While the company's adjusted profit for its fiscal third quarter beat Wall Street expectations by a penny, revenue fell short of predictions despite rising by more than 50 percent.
In premarket trading, Palo Alto shares fell $6.40, or 12 percent, to $47.99.
Citi analyst Walter Pritchard, who rated the stock at "Neutral," attributed the revenue shortfall to lower-than-expected product revenue, while profitability improvements propped up earnings.
Pritchard said that while Palo Alto continued to pick up market share during the recent quarter and its growth outpaced that of its competitors, it appears that product growth is slowing and that investors will have a tough time predicting where it will stabilize.

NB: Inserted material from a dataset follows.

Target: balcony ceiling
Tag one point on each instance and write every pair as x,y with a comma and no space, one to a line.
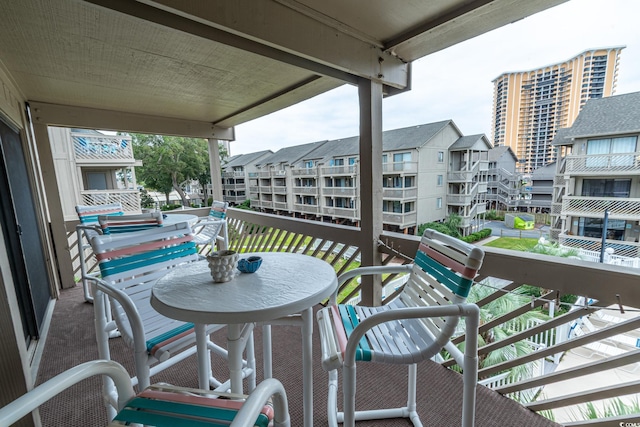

Jefferies analyst Aaron Schwartz backed his "Hold" rating for Palo Alto, but cut his price target for the stock by $6 to $54, also pointing worries about a slowdown in product revenue growth.
On a conference call with investors Tuesday, the company said it expected adjusted earnings of 6 cents per share on revenue of $106 million to $110 million in the current quarter, which runs through July. Analysts expected more: profit of 7 cents per share on revenue of $114 million.